If you need to parse the tokens n-grams of a string, you may use the facilities offered by lucene analyzers.
What you simply have to do is to build you own analyzer using a ShingleMatrixFilter with the parameters that suits you needs. For instance, here the few lines of code to build a token bi-grams analyzer:
public class NGramAnalyzer extends Analyzer { @Override public TokenStream tokenStream(String fieldName, Reader reader) { return new StopFilter(new LowerCaseFilter(new ShingleMatrixFilter(new StandardTokenizer(reader),2,2,' ')), StopAnalyzer.ENGLISH_STOP_WORDS); } }
The parameters of the ShingleMatrixFilter simply states the minimum and maximum shingle size. “Shingle” is just another name for token N-Grams and is popular to be the basic units to help solving problems in spell checking, near-duplicate detection and others.
Note also the use of a StandardTokenizer to deal with basic special characters like hyphens or other “disturbers”.

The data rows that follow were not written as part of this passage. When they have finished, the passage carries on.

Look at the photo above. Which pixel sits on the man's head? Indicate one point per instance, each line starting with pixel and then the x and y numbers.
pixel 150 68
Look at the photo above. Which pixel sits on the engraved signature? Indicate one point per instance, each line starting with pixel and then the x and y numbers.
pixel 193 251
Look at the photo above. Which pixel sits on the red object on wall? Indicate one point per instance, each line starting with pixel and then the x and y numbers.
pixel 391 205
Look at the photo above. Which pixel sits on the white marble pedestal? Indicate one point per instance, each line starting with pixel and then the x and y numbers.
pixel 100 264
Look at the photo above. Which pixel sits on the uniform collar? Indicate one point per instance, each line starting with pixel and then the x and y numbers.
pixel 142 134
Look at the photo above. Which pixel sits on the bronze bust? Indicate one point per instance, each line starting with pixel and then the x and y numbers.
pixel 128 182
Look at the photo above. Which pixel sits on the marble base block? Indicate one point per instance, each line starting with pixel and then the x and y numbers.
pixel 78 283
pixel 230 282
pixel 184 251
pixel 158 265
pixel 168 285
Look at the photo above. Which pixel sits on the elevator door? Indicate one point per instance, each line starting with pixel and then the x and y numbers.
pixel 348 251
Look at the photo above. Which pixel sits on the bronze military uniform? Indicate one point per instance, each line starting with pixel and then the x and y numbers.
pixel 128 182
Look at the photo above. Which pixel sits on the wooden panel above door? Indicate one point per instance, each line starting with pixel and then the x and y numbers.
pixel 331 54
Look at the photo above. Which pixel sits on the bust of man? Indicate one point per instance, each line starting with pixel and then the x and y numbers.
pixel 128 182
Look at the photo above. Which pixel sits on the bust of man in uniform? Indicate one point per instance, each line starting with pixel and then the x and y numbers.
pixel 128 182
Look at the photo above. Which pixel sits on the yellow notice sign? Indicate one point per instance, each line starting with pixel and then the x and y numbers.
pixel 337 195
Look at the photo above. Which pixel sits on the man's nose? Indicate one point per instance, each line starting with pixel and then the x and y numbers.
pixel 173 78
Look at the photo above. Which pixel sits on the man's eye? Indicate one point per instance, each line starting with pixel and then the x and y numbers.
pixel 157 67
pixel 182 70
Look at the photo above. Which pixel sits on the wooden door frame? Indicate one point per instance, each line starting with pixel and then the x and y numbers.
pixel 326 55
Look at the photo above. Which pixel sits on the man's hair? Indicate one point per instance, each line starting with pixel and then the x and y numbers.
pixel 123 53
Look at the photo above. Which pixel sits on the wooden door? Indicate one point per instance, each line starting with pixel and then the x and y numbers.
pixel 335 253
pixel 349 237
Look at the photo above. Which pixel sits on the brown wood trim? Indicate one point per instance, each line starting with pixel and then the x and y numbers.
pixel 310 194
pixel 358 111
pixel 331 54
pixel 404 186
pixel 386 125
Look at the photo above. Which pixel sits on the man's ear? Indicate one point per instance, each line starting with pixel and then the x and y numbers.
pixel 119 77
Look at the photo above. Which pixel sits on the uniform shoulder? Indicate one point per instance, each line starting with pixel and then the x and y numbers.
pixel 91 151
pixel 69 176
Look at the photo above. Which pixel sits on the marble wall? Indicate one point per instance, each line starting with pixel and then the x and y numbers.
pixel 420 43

To use the analyzer, you can for instance do:
public static void main(String[] args) { try { String str = "An easy way to write an analyzer for tokens bi-gram (or even tokens n-grams) with lucene"; Analyzer analyzer = new NGramAnalyzer(); TokenStream stream = analyzer.tokenStream("content", new StringReader(str)); Token token = new Token(); while ((token = stream.next(token)) != null){ System.out.println(token.term()); } } catch (IOException ie) { System.out.println("IO Error " + ie.getMessage()); } }
The output will print:
an easy easy way way to to write write an an analyzer analyzer for for tokens tokens bi bi gram gram or or even even tokens tokens n n grams grams with with lucene
Note that the text “bi-gram” was treated like two different tokens, as a desired consequence of using a StandardTokenizer in the ShingleMatrixFilter initialization.